Aujourd’hui, la guerre, une guerre terrible, a arraché à vos foyers vos pères et vos frères et vos autres parents. Vous êtes aussi les victimes de cette guerre, les victimes les plus intéressantes, car la gêne, qui atteint en ce moment les familles les plus aisées, frappe plus rudement encore ceux qui vivent uniquement de leur travail.

Mais vous êtes déjà de bonnes petites Françaises et de bons petits Français: vous savez bien que nous devons tous concourir au succès de nos armes.

Chacun donne ce qu’il a: vous, vous avez donné et votre papa et votre grand frère; vous les avez donnés à la France, vous les avez donnés pour qu’ils nous sauvent de la barbarie et du pillage et des massacres qui ont ensanglanté la Belgique et une partie de notre cher pays.

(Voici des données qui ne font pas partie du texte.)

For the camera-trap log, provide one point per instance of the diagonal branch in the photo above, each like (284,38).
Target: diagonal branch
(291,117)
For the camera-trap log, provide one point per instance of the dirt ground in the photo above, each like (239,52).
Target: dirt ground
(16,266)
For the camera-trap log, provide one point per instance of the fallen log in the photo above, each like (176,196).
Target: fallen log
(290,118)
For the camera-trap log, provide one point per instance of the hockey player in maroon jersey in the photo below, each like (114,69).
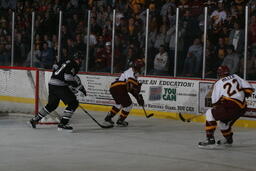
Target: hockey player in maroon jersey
(120,89)
(64,81)
(228,100)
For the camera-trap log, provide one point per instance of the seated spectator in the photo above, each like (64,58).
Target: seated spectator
(219,15)
(231,60)
(236,37)
(161,62)
(35,57)
(47,57)
(193,61)
(103,58)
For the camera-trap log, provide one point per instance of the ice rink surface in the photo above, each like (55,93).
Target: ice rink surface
(145,145)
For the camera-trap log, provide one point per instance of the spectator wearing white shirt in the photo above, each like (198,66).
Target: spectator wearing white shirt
(219,15)
(161,62)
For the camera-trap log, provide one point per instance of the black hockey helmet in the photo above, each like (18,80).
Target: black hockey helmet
(138,64)
(223,71)
(78,55)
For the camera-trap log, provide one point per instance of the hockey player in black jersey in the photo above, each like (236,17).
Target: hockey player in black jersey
(64,81)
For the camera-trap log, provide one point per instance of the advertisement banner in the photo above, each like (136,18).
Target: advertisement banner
(205,90)
(170,95)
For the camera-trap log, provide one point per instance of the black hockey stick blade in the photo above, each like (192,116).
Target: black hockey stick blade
(102,126)
(182,118)
(147,116)
(150,115)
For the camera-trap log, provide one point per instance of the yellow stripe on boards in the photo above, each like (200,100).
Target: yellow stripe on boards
(242,122)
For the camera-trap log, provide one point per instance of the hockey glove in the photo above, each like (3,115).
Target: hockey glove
(82,89)
(140,100)
(73,89)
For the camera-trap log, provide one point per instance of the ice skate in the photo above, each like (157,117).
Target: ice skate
(108,120)
(225,142)
(208,144)
(66,128)
(33,123)
(121,123)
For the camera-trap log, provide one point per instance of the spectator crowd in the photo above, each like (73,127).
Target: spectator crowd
(225,41)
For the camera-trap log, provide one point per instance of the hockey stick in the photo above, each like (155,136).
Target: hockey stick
(32,82)
(102,126)
(188,119)
(147,116)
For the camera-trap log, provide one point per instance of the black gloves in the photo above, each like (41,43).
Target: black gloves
(140,100)
(82,89)
(77,89)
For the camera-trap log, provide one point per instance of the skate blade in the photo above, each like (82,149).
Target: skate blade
(30,125)
(121,125)
(105,123)
(66,130)
(208,147)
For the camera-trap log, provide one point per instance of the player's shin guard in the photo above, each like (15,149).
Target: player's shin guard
(42,113)
(210,141)
(228,141)
(64,122)
(121,121)
(111,114)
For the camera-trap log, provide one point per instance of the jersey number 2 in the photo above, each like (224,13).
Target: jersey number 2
(230,85)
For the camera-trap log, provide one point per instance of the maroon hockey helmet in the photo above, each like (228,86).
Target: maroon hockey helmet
(138,64)
(223,71)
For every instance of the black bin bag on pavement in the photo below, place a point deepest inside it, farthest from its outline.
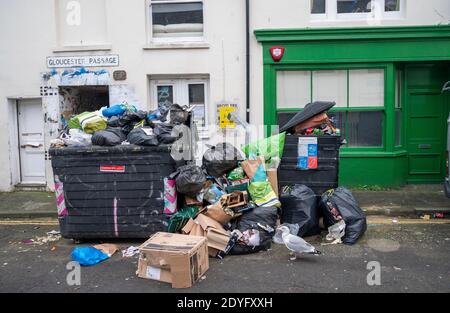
(189, 180)
(341, 202)
(261, 219)
(220, 159)
(299, 206)
(143, 136)
(111, 136)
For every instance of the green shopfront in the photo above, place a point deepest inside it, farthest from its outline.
(387, 85)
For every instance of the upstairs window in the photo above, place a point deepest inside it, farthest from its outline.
(356, 9)
(172, 20)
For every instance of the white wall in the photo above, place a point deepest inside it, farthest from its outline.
(28, 33)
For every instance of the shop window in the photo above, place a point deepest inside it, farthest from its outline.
(365, 129)
(359, 97)
(175, 20)
(366, 88)
(330, 86)
(356, 9)
(293, 89)
(191, 92)
(81, 22)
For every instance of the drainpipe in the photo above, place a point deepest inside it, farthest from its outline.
(247, 51)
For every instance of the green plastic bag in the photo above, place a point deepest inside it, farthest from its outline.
(236, 174)
(271, 147)
(179, 219)
(263, 195)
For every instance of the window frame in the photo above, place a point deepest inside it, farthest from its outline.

C’est grâce à leur bravoure, à leurs privations, à leurs souffrances, à leurs sacrifices que nous avons échappé et que nous échapperons à tant d’horreurs.

Soyez fiers, mes chers enfants, oui, soyez fiers pour toute la durée de votre vie d’avoir donné, pour sauver la France et le monde, ce que vous avez de plus précieux.

Vous avez donné aussi votre travail: même les petits des écoles maternelles n’y ont pas manqué. Oh! les innombrables et chers petits paquets où vous avez mis toute l’agilité de vos doigts et tout l’empressement de votre jeune et ardent patriotisme! Oh! les délicieuses lettres que vous y avez introduites, ces lettres où l’on sent déborder toute la tendresse et toute la délicatesse de vos sentiments! Ce soldat, inconnu de vous, pleurera d’émotion en lisant les touchantes lignes que vous lui adressez et de loin il enverra un baiser à la mignonne enfant qui aura travaillé pour lui, un baiser de remerciement et de reconnaissance qui sera pour vous un gage de bonheur. Et il combattra avec plus de courage encore pour éloigner de sa petite bienfaitrice le danger qui la menace.

Écoutez, comme exemple, cette lettre d’une enfant de 6 ans, la petite Gilberte:

«Je t’embrasse bien fort, cher petit soldat. Elle est bien contente de t’envoyer son travail et avec ses petits sous de t’acheter un paquet de tabac».

Et cette autre:

«Brave petit soldat, je suis bien contente de vous envoyer le produit de mon travail. Puissiez-vous avec cela souffrir un peu moins du froid! Revenez-nous bientôt. Tous nous vous attendons avec confiance».

Il faudrait en citer des milliers. Je ne puis cependant passer sous silence cette jeune élève qui embrasse son correspondant en attendant que la victoire lui donne aussi son baiser sur le front: celle enfin qui remercie son cher soldat grâce à qui, dit-elle, elle pourra continuer à apprendre la langue française. Tout cela est très touchant et nous prouve que nous avons une belle, une admirable génération qui nous fera une France encore plus digne d’être aimée que par le passé.

Mais je reviens aux motifs qui ont provoqué cette réunion.

Certes, l’enfance garde toujours son caractère et a pour les jouets une prédilection marquée, mais aujourd’hui Madame Raymond Poincaré a pensé que l’utile doit passer avant l’agréable; au lieu des jouets habituels, elle vous offre pour l’hiver des vêtements bien chauds. Elle veut vous les remettre de ses propres mains: à ce détail, on la reconnaîtrait sans la nommer.

Madame, veuillez agréer tous nos remerciements au nom des familles et en notre nom à tous pour le Noël que vous nous offrez cette année.

Veuillez aussi transmettre à M. le Président de la République, qui est associé à votre bonne œuvre, l’hommage de notre entier dévouement et de notre profond respect.